News has broken this morning that MPs are saying that the government must enforce the law properly to ban sexist dress rules at work that discriminate women. The demand has come from two parliamentary committees, for Petitions and for Women and Equalities.
The report follows the experience of Nicola Thorp, who was sent home in December 2015 for not wearing high heels. She refused to obey the rules of her employment agency, Portico, that she should wear shoes with heels between two and four inches high. Whilst Ms Thorpe argued that wearing heels all day would be bad for her feet and made the point that her male colleagues were not asked to follow the same rules, she was still sent home from her job.
Her parliamentary petition on the issues gained more than 150,000 signatures. The joint report of the two committees, entitled High Heels and Workplace Dress Codes, found that the Equality Act 2010 should ban discriminatory dress rules at work, but in practice the law is not applied properly to protect workers of either gender.
Helen Jones, MP, Chair of the Petitions Committee has said “It’s clear from the stories we’ve hear from members of the public that Nicola’s story is far from unique.”
The examples of unlawful dress rules extended much further than just shoes, with the committee hearing about demands that some women should dye their hair blond, wear revealing clothes or re-apply make-up frequently.

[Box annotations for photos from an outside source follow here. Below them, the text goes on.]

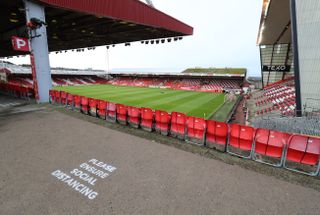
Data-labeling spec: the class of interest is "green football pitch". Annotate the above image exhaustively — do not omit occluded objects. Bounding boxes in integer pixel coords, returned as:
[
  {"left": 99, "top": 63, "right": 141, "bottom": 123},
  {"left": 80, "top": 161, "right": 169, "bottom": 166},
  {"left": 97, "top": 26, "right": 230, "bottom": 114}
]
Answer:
[{"left": 55, "top": 85, "right": 225, "bottom": 119}]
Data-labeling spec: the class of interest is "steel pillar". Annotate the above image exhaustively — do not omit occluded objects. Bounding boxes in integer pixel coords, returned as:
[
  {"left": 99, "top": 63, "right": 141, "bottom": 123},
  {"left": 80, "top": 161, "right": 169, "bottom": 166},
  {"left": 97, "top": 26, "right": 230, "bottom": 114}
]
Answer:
[{"left": 24, "top": 0, "right": 52, "bottom": 103}]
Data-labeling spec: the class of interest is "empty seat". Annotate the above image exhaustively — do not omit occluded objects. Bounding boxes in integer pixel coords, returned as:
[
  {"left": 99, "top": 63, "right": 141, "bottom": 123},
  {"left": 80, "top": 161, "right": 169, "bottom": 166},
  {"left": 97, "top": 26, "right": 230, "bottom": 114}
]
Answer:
[
  {"left": 252, "top": 128, "right": 290, "bottom": 167},
  {"left": 116, "top": 104, "right": 127, "bottom": 125},
  {"left": 73, "top": 95, "right": 81, "bottom": 111},
  {"left": 97, "top": 100, "right": 107, "bottom": 119},
  {"left": 186, "top": 116, "right": 206, "bottom": 145},
  {"left": 49, "top": 90, "right": 56, "bottom": 104},
  {"left": 80, "top": 96, "right": 89, "bottom": 114},
  {"left": 140, "top": 108, "right": 154, "bottom": 132},
  {"left": 170, "top": 112, "right": 187, "bottom": 139},
  {"left": 227, "top": 124, "right": 254, "bottom": 158},
  {"left": 155, "top": 110, "right": 171, "bottom": 135},
  {"left": 89, "top": 98, "right": 97, "bottom": 117},
  {"left": 127, "top": 107, "right": 141, "bottom": 128},
  {"left": 60, "top": 91, "right": 68, "bottom": 105},
  {"left": 106, "top": 102, "right": 117, "bottom": 122},
  {"left": 66, "top": 93, "right": 74, "bottom": 108},
  {"left": 284, "top": 134, "right": 320, "bottom": 176},
  {"left": 206, "top": 120, "right": 229, "bottom": 152},
  {"left": 55, "top": 90, "right": 61, "bottom": 104}
]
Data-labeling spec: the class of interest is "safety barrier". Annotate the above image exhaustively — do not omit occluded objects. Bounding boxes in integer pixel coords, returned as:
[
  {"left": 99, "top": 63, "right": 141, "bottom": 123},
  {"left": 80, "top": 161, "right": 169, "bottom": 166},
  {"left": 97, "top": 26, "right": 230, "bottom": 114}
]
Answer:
[{"left": 49, "top": 90, "right": 320, "bottom": 176}]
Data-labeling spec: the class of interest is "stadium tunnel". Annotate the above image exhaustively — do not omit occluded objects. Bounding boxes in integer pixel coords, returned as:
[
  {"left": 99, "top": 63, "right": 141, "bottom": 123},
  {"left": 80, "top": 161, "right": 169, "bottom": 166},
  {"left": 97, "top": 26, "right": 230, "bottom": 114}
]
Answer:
[{"left": 0, "top": 0, "right": 193, "bottom": 102}]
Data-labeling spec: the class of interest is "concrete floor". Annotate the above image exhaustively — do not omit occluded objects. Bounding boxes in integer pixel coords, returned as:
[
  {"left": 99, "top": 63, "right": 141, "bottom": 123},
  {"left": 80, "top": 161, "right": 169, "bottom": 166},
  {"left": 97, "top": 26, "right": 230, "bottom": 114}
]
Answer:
[{"left": 0, "top": 106, "right": 320, "bottom": 215}]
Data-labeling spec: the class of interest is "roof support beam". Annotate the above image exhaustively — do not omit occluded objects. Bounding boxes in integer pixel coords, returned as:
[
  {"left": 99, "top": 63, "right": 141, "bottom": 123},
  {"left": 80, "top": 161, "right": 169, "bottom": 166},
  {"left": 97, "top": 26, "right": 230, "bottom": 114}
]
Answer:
[{"left": 290, "top": 0, "right": 302, "bottom": 117}]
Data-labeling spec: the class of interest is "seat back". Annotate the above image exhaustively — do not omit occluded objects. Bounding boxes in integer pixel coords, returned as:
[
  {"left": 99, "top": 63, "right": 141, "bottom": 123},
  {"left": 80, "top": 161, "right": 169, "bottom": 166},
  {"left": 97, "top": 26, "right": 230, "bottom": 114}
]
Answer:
[
  {"left": 254, "top": 128, "right": 290, "bottom": 158},
  {"left": 155, "top": 110, "right": 171, "bottom": 135},
  {"left": 127, "top": 106, "right": 141, "bottom": 128},
  {"left": 227, "top": 124, "right": 255, "bottom": 158},
  {"left": 284, "top": 134, "right": 320, "bottom": 176},
  {"left": 141, "top": 108, "right": 154, "bottom": 132},
  {"left": 186, "top": 116, "right": 206, "bottom": 145},
  {"left": 55, "top": 90, "right": 61, "bottom": 104},
  {"left": 286, "top": 135, "right": 320, "bottom": 165},
  {"left": 106, "top": 102, "right": 117, "bottom": 122},
  {"left": 60, "top": 91, "right": 68, "bottom": 105},
  {"left": 67, "top": 93, "right": 74, "bottom": 107},
  {"left": 49, "top": 90, "right": 56, "bottom": 104},
  {"left": 170, "top": 112, "right": 187, "bottom": 139},
  {"left": 88, "top": 98, "right": 98, "bottom": 116},
  {"left": 97, "top": 100, "right": 107, "bottom": 119},
  {"left": 116, "top": 104, "right": 127, "bottom": 124},
  {"left": 206, "top": 120, "right": 229, "bottom": 152},
  {"left": 80, "top": 96, "right": 89, "bottom": 114},
  {"left": 73, "top": 95, "right": 81, "bottom": 110}
]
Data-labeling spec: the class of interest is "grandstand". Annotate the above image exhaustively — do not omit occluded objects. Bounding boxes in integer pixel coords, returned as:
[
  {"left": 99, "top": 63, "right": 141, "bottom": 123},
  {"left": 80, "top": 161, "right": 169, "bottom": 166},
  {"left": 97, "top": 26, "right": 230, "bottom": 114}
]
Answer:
[
  {"left": 0, "top": 61, "right": 108, "bottom": 97},
  {"left": 109, "top": 73, "right": 245, "bottom": 93}
]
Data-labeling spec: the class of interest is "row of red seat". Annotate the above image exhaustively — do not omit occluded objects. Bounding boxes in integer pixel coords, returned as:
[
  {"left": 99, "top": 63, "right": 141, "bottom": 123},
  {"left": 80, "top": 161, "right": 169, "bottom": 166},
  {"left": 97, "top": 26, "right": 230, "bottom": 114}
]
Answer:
[{"left": 50, "top": 90, "right": 320, "bottom": 175}]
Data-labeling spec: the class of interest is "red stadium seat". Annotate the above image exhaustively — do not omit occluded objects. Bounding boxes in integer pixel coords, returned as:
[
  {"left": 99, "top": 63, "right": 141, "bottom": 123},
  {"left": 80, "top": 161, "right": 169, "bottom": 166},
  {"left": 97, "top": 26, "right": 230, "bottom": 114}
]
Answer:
[
  {"left": 155, "top": 110, "right": 171, "bottom": 135},
  {"left": 73, "top": 95, "right": 81, "bottom": 111},
  {"left": 206, "top": 120, "right": 229, "bottom": 152},
  {"left": 170, "top": 112, "right": 187, "bottom": 140},
  {"left": 49, "top": 90, "right": 56, "bottom": 104},
  {"left": 106, "top": 102, "right": 117, "bottom": 122},
  {"left": 116, "top": 104, "right": 127, "bottom": 125},
  {"left": 89, "top": 98, "right": 98, "bottom": 117},
  {"left": 81, "top": 96, "right": 89, "bottom": 114},
  {"left": 252, "top": 128, "right": 290, "bottom": 167},
  {"left": 284, "top": 134, "right": 320, "bottom": 176},
  {"left": 60, "top": 91, "right": 68, "bottom": 105},
  {"left": 227, "top": 124, "right": 254, "bottom": 158},
  {"left": 97, "top": 100, "right": 107, "bottom": 119},
  {"left": 55, "top": 90, "right": 61, "bottom": 104},
  {"left": 141, "top": 108, "right": 154, "bottom": 132},
  {"left": 127, "top": 107, "right": 141, "bottom": 128},
  {"left": 186, "top": 116, "right": 207, "bottom": 145},
  {"left": 67, "top": 93, "right": 74, "bottom": 108}
]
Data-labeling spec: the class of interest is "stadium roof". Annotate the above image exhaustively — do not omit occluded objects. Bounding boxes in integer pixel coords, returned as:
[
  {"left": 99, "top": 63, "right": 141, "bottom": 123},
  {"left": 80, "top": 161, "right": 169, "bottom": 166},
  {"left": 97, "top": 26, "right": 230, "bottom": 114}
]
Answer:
[
  {"left": 0, "top": 0, "right": 193, "bottom": 57},
  {"left": 257, "top": 0, "right": 291, "bottom": 45},
  {"left": 183, "top": 68, "right": 247, "bottom": 76}
]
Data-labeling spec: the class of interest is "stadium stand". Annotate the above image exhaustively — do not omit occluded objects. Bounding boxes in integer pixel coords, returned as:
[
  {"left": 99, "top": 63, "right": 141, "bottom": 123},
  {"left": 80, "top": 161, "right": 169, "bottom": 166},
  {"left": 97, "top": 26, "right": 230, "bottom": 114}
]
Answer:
[
  {"left": 0, "top": 61, "right": 108, "bottom": 98},
  {"left": 50, "top": 90, "right": 320, "bottom": 176},
  {"left": 109, "top": 77, "right": 241, "bottom": 92},
  {"left": 253, "top": 78, "right": 296, "bottom": 115}
]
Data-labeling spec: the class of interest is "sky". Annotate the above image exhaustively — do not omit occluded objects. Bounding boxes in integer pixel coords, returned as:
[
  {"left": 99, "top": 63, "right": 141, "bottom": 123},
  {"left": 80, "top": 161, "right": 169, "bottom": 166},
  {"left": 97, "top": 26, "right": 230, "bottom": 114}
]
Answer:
[{"left": 6, "top": 0, "right": 262, "bottom": 76}]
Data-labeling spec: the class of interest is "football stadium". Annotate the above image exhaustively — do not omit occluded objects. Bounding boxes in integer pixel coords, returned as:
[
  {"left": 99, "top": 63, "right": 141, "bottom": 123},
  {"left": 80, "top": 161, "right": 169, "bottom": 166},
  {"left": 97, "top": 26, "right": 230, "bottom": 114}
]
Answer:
[{"left": 0, "top": 0, "right": 320, "bottom": 214}]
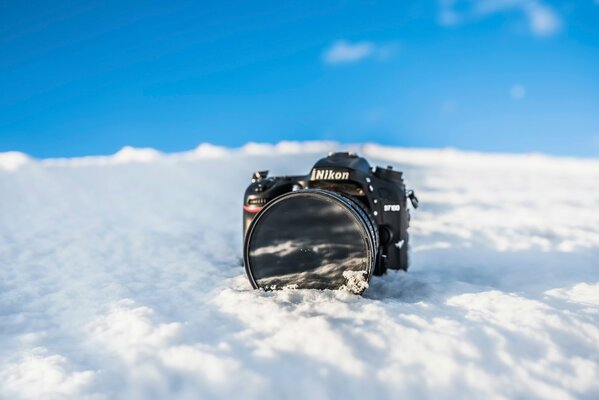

“This may have started over a pair of high heels, but what it has revealed about discrimination in the UK workplace is vital, as demonstrated by the hundreds of women who came forward via the committees’ online forum,” Ms Thorp said. “The current system favours the employer, and is failing employees,” she said.
Portico, Ms Thorp’s then employer, said: “We fully support the recommendations within the report and welcome the debate in Parliament in March. When this issue was raised last year we immediately updated our uniform guidance.”